Appeal from an order of the Supreme Court (Aulisi, J.), entered December 16, 2004 in Warren County, which granted defendants’ motion for partial summary judgment dismissing the complaint.
Flaintiffs own a commercial warehouse in the City of Glens Falls, Warren County. They entered into a five-year lease with defendants, commencing April 1, 1997, which included clauses requiring defendants to maintain and clean the premises and engage in a preventive maintenance program for the “heating, plumbing, electrical and alarm systems.” In January 2002, *822plaintiffs were timely notified that defendants intended to vacate the premises at the conclusion of the lease term on March 31, 2002. At the time of such notification, plaintiffs were out of state and did not plan on returning until May 2002. When plaintiffs did not receive a rent payment for March, plaintiff Claude C. Charlebois’s inquiry revealed that payment would not be tendered until a final walk-through of the premises could be completed; it is undisputed that the walk-through did not occur until May when plaintiffs returned to New York.
At the time of the walk-through, plaintiffs noted that, although defendants had vacated the building, the premises suffered from substantial damage which included many of the systems which were covered by the preventive maintenance program. At plaintiffs’ request, defendants agreed to fully repair the premises. By September 2002, the repairs were completed, the final rent payment was tendered and defendants returned their set of keys.1 From the time that the leasehold terminated, plaintiffs maintained all relevant and necessary insurance on the premises, paid its taxes and maintenance costs, and transferred all utilities into their own name. Moreover, by April 29, 2002, plaintiffs listed the property with a realtor for its sale or lease and later listed it on an Internet Web site; never was there a claim that defendants’ lack of repairs caused a loss of a potential lease or sale agreement.
In December 2003, plaintiffs commenced this action averring, among other things, that defendants owed plaintiffs rental arrearages for the period between April 2002 and October 2002 due to their status as holdover tenants. Defendants successfully moved for partial summary judgment and this appeal ensued.
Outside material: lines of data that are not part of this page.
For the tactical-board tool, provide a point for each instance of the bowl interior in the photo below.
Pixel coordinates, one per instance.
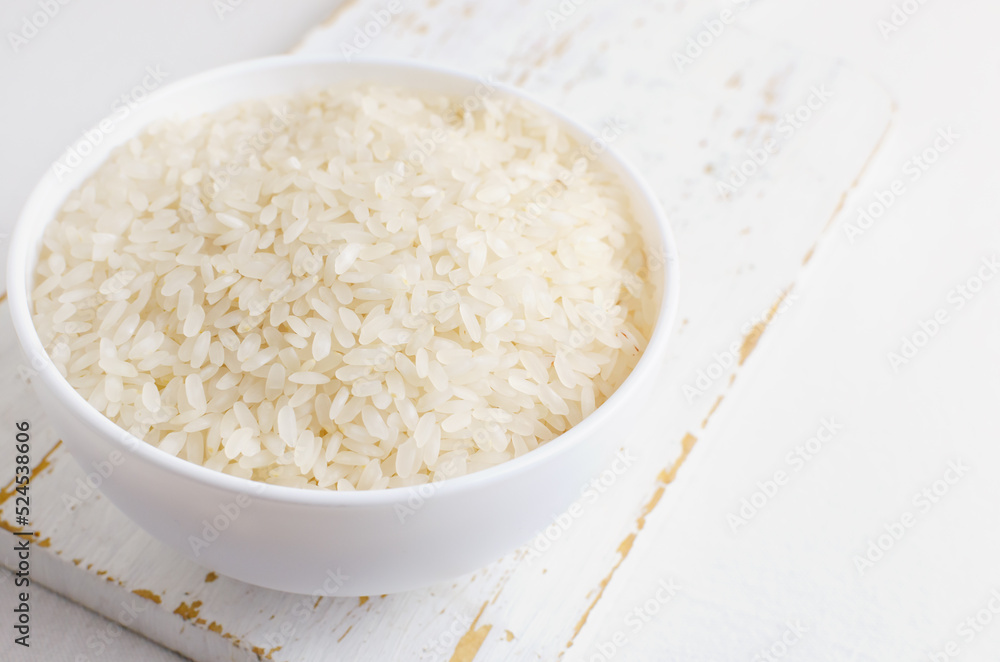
(286, 75)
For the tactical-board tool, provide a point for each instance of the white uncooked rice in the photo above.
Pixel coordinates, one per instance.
(349, 289)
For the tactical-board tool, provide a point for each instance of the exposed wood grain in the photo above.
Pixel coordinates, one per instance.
(684, 130)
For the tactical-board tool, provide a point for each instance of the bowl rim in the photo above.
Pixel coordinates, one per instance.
(26, 233)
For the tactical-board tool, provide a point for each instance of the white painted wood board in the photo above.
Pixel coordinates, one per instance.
(739, 256)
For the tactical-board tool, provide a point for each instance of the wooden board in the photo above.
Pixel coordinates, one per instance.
(742, 256)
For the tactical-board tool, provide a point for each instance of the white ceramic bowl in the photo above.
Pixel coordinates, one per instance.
(327, 542)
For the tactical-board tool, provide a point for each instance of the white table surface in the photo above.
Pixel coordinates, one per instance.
(826, 356)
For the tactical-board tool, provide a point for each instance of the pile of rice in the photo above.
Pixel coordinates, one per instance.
(348, 289)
Plaintiffs’ claim of a holdover tenancy premised upon defendants’ retention of a set of keys and their periodic use of the premises to complete repairs is insufficient. Typically, “a tenant who has vacated [the] premises but breached covenants to repair cannot be held liable for holdover rent while the repairs are made and the premises unleased” (Arnot Realty Corp. v New York Tel. Co., 245 AD2d 780, 782 [1997]; see Chemical Bank v Stahl, 255 AD2d 126, 127 [1998]; Orkin’s Fashion Stores v Kress & Co., 68 NYS2d 764, 764 [1947]; Canfield v Harris & Co., 222 App Div 326, 326 [1927], affd 248 NY 541 [1928]; Mudge v West End Brewing Co., 145 App Div 28, 31 [1911], affd 207 NY 696 [1913]; see also City of New York v Pennsylvania R.R. Co., 37 NY2d 298, 301 [1975]; Tobin v Union News Co., 13 NY2d 1155, 1157 [1964]; cf. Palumbo v Donalds, *823194 Misc 2d 675 [2003]). While we acknowledge that there are circumstances where a tenant may be found to be a holdover tenant after the cessation of the lease term due to its continued use of the premises or a failure to remove all of its property thereon (see Niagara Frontier Transp. Auth. v Euro-United Corp., 303 AD2d 920, 922-923 [2003], amended 306 AD2d 952 [2003]; Lordae Realty Corp. v Montefiore Med. Ctr., 232 AD2d 338, 338 [1996]), no such facts have been proffered here. Charlebois confirmed, in his deposition testimony, that the premises was completely vacated at the time of the initial walk-through and plaintiffs fully understood, at such time, that defendants intermittently frequented the premises to make the requested repairs.2 Moreover, throughout the claimed holdover period, plaintiffs made efforts to lease or sell the premises, transferred all of the services and taxes to themselves, and accepted, without objection, a tender of the final rental payment. Hence, as defendants made a prima facie showing of entitlement to judgment as a matter of law (see Winegrad v New York Univ. Med. Ctr., 64 NY2d 851, 853 [1985]), plaintiffs failure to raise a triable issue of fact supported Supreme Court’s award for partial summary judgment.
Mercure, J.P., Spain, Mugglin and Rose, JJ., concur. Ordered that the order is affirmed, with costs.
. The adequacy of said repairs are not the subject of this litigation and it is undisputed that plaintiffs always retained their own set of keys.
. We note that the lease agreement does not provide for consequential damages due to a breach of a covenant to repair.